I remember years ago, before I had a studio I would to go to art workshops and often there would be a long wall with nails in it for students to hang their canvases and paint. I have always loved painting straight up much better than the traditional easel with a tilt. I remember putting nails in the wall of the kids playroom (a.k.a the guest room, office, spare room) so I could continue painting this way after I was home from the workshops.
Then a few years ago when my hubby and I designed my art studio I knew I wanted one big wall to paint on. Mark, the hubs, can build anything so I sketched out an idea I had seen from other artists and my Pinterest art studio boards and it ended up being so easy.

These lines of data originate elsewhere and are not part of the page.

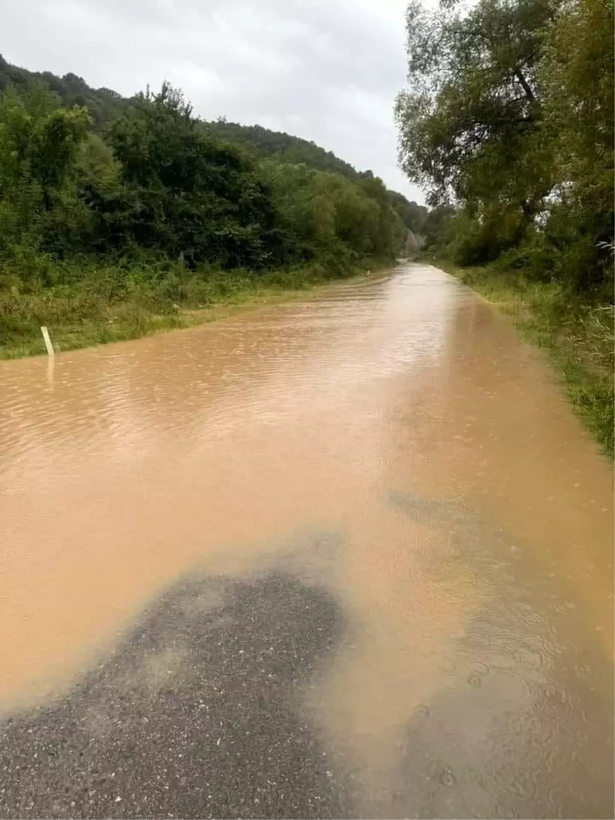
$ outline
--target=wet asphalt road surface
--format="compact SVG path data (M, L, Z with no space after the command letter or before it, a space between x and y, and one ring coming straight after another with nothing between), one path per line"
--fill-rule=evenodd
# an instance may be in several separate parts
M289 576L171 590L66 697L0 724L0 817L349 817L300 705L340 628Z

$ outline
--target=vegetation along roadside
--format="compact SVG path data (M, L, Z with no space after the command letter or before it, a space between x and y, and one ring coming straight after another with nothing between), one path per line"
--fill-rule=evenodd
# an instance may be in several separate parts
M166 84L125 98L0 57L0 358L43 353L43 325L66 350L388 266L426 214Z
M425 252L547 347L615 454L615 2L408 10L400 162Z

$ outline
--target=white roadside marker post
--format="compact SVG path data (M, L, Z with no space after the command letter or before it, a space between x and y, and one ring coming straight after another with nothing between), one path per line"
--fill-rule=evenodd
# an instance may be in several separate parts
M49 356L55 356L56 352L53 349L53 345L51 343L51 338L49 336L49 331L46 327L41 327L40 332L43 334L43 341L45 343L45 347L47 348L47 353Z

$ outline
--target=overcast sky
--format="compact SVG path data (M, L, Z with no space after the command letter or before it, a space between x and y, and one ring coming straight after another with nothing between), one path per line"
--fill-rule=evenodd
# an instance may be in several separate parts
M163 80L205 119L260 123L368 168L397 168L407 0L0 0L0 53L131 95Z

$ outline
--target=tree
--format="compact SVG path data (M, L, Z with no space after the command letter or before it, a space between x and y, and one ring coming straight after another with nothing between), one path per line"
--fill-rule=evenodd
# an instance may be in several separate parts
M109 142L134 208L137 244L190 264L262 267L275 236L270 193L253 163L215 141L167 84L117 120Z
M558 2L480 0L462 12L412 0L408 10L400 164L432 204L453 199L479 221L506 224L511 243L553 186L538 66Z

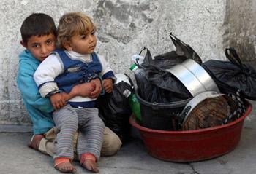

The only thing you really need is a wall, some wood and screws.
When we bought our house every room had knotty pine wood panels (walls and ceilings) and throughout the last 15 years we've been renovating the rooms one at a time. The house was built in the 1940's and I guess knotty pine was the look back then! We kept some of the wood - you can see in the photo above we used it for the ceiling in my art studio. Each panel was sanded down and left unvarnished. I love that some of the original house is in my studio now.
To make this wall easel - we stripped the knotty pine wood planks into 1x4's, but you can go into Home Depot or Lowes and buy pine wood (or any kind of wood) precut to this size. Then we figured out the dimensions for how many vertical and horizontal strips I would need and cut them to the right lengths.
I drew out a sketch on how I wanted the grid to look and boom! it was done in a couple hours. Just lay the vertical panels in first, screw it in and then do the same with the horizontal panels.
I knew I wanted to hang multiple canvases at once, because I love to work on more than one piece at a time. Mark would measure and drill 2 screws a couple inches apart and was very precise, but when he wasn't looking I just grabbed a hammer and pounded in some nails when I needed more!
Depending on the size of the canvas you may need multiple sets of screws (or nails) as you may paint on different sized canvases the way I do!
Having a wall grid that is almost as tall as it is wide is super helpful if I want to sit at a stool and paint instead of stand. I love the possibilities!
Of course I had to get a photo of my sweet 9 year old lab, Scout in this blog post. I went through a lot of treats to make him sit and stay!
I am so grateful for my handy hubby, but really I think anyone would be able to build this kind of an easel if you have an extra wall to use. And remember it's just nails, so even if it was temporary you can always take it down and paint the wall over again!
This wall easel is one of my most favorite things in.my studio! I love to rearrange the canvases so that this easel is always full even if I am not in a paint session. This way I am always thinking about the next mark I want to make or color I want to choose!